Aired on Christmas Day 2009 and New Year’s Day 2010, David Tennant’s two-part swansong was a ratings smash, with both episodes reaching the No 1 spot in the UK charts. (The Christmas Day episode attracted 12.03 million viewers; BBC1 and BBC HD combined.)
Tennant was stratospherically popular as the Time Lord and his legion of devotees were bereft to see him go. The tenth Doctor himself wailed, “I don’t want to go!” as, racked with pain and alone in the Tardis, he started to regenerate.

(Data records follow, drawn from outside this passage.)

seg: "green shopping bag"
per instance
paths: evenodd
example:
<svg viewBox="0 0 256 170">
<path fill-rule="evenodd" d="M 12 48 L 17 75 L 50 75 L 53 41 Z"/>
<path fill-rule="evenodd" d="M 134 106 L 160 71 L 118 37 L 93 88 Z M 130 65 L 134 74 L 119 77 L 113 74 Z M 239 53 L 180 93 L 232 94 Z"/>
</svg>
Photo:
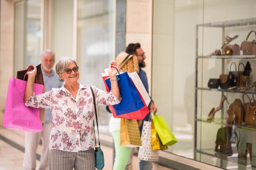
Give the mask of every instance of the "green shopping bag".
<svg viewBox="0 0 256 170">
<path fill-rule="evenodd" d="M 153 123 L 163 144 L 171 146 L 178 142 L 162 116 L 153 113 Z"/>
</svg>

For me, back in the day, The End of Time was a tad disappointing. It resurrected John Simm’s deranged Master, who seemed to have attained superpowers. He could shoot off into the sky from a standing start and, even more bizarrely, created a “Master Race” by transplanting a copy of his own head onto everyone on Earth.
The Time Lords re-emerged from oblivion, then promptly retreated – but were headed by an impressive cast: Timothy Dalton and Claire Bloom. June Whitfield guest-starred, and the delightful Bernard Cribbins, playing Donna’s granddad Wilf, was deservedly elevated to the status of companion. He travelled in the Tardis and became the Doctor’s oldest human sidekick to date.
Tennant’s tenure was wrapped up with a whistlestop tour of his former friends – from Sarah to Martha to Jack to Rose – before he finally abdicated to Matt Smith. “Geronimo!”